The English word “justice” is a translation from the Hebrew word “mishpat” and it refers to the act of rightly deciding a case in the courts. Although Justice has been understood as a synonym for fairness, it is not just doing what is fair, but what is right. Justice is one of the greatest and foremost attributes of the character of God.
What is injustice? Injustice is the illegal act of depriving people of their rights. It is the inherent unfair practice of keeping people in a condition that leaves them at an economic and social disadvantage.
In Kenya today, injustice is subtle and easily disguised. The political and economic structures of Kenya favour the rich. The poor and middle class are at a huge disadvantage. Wealthy people and elites run and own the government. They control all of the economic, social, and political power. They ensure that the laws enacted always benefit them. Poor people do not have a chance.
Think for a moment about what is happening in this country. As we have become more affluent, we have become more religious and less attentive and interested in matters of justice. We dismiss the requirements for the practice of justice as just religious trivia.

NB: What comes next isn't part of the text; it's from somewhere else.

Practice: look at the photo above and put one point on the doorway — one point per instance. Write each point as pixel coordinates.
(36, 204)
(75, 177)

An ox knows its owner and a jackass knows the one who feeds it, but the people of God don’t understand. It is dangerous for people to disconnect themselves from their history. When people disconnect themselves from their history, they disassociate themselves from everything that had been at the centre of who they were. When a government does not remember the purpose of her existence, the most just thing to do is to replace it. The way to Canaan cannot be cut short by anyone. Not even the Moses who brought us out of Egypt. God buried Moses in the wilderness.
During the days of Prophet Isaiah, when one looked out across Judah, all he could see and find were pockets of corruption, violence, murder, cheating, brokenness, pain, suffering, idolatry, unrighteousness, social and political injustice. There was widespread sin. The problems of this society had become generational. One generation produced a second and third generation of sinful, corrupt people. The period of peace under King Uzziah gave rise to a generation of self-indulgent, indifferent people.
I believe that to elect former or present KANU leaders and their offspring, or Banana supporters and their die-hards, is to provide avenues for the past to rule the future. Kenyans rejected KANU but kept its leaders. We rejected the Banana constitution group but kept its proponents. This generation should learn to forget familiar failures. There is very little integrity to harness from our past.
We are unjust to our children. Justice is not just us. Under the current leadership, what do you think your children’s children will become? What will the next generation look like? Justice demands that we do the right things now to prepare the next generation to be better than us. Each generation should produce a generation that rises higher than the previous generation.
One wonders why our people are still so far behind yet we have the opportunity to rise above the stench of poverty, addiction, and crime. There is a very active presence of economic and political exploitation of our people.
Justice is not just us.The problems of our fathers do not have to become ingrained in each new generation that comes along. Let’s give our children a chance to succeed. Let’s give them the tools necessary to get ahead.
The practice of religion is not a substitute for justice. Judah had plenty of religion, but no praxis. Judah had plenty of sacrifice, but no social justice and commitment to the least of those among them. Judah had plenty of offerings and giving, but nothing that God was pleased with.
Today the trend of many preachers is to give people a dynamic worship experience without any responsibility to live out the mandates of justice. These are leaders who don’t see Kenya. They just see their religion and congregation. We are not just called to feel good, but to do good. In addition to prayer, we should practice our faith in God. Praise is not a substitute for doing justice or challenging the status quo. It is not a substitute for doing what is right in the eyes of God and neither is it a substitute for taking up leadership of your country.
We cannot ignore God’s requirements to practice justice, love and mercy. If we love justice, we should be concerned about Kenya and its policy framework. We should be moved to question the allocation of taxes for the just course of our nation. God is a God of justice.
Every leader from Mutula Kilonzo (minister for justice) to our legislative council should be reminded that to limit justice to yourself, your clique, your party, your leaders and your generation, is to kill justice in the nation. Is it Justice or Just Us?